Even skipper Francois Pienaar was said to go walkabout in the days that followed that Boet Erasmus blow-up, with his anger understandably boiling over. Apparently it was a conversation with coach Kitch Christie in the bar of the team hotel in Port Elizabeth, after Pienaar had returned later than he should have from the Fish River Sun, which is near Port Alfred, that got the Bok campaign back on track.

CANADIAN REGRET

Stewart says that looking back at the incident with the benefit of hindsight and the maturity that has come with the 25 years that have passed since then, the Canadians regret what happened. He is still part of a WhatsApp group with his old teammates, and has no doubt that if they had their time over again, they would have behaved differently.
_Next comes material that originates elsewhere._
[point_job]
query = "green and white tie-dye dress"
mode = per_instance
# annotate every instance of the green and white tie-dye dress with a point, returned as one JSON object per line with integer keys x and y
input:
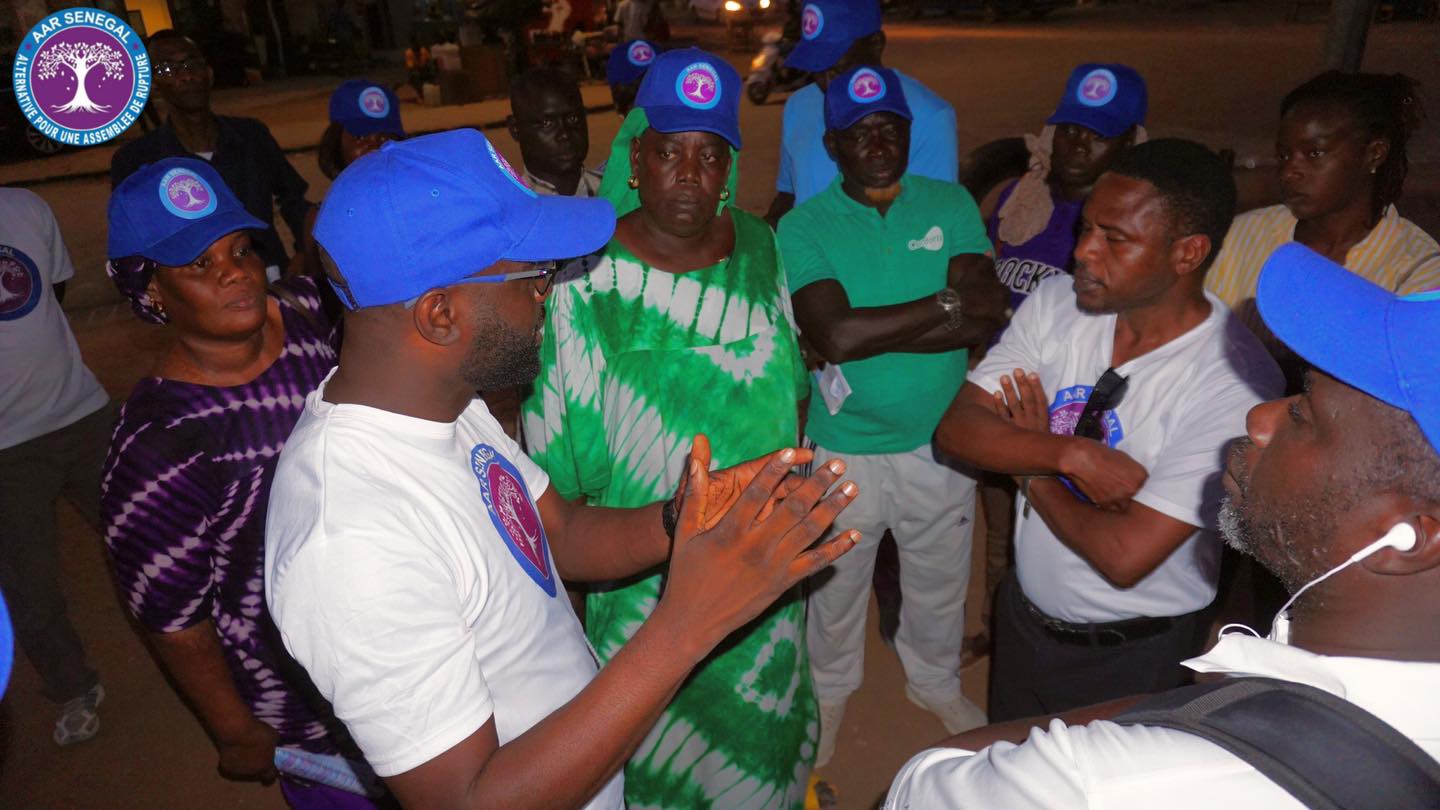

“There is no doubt in my mind that the Canadians do regret what happened in that game. Perhaps you need to look at it in the context of the Bok reputation, which was all about their toughness and their physicality. I think when we went into the game there was a lot of focus from the Canadian viewpoint of matching the South Africans physicality, and perhaps there was over compensation.

“The Boks were on a hiding to nothing. We had nothing to lose. We were going home after that game regardless of what happened, so we could go for broke. The Boks by contrast had a quarterfinal to look forward to, they couldn’t afford to get injured and they couldn’t afford to have players sent off.”

Stewart was the ball carrier in the move that led to the incident on the far right touchline, but he did not get involved in the fight that followed.

“The game was effectively over as a contest, the Boks had won, there had been a lot of niggle in the game but I can’t say there was intent from our side for something like that to happen,” says Stewart.

“When the fighting happened I actually went over to one of the Bok players, Brendan Venter, and had a chat with him. We spoke about what we were going to do after the World Cup.”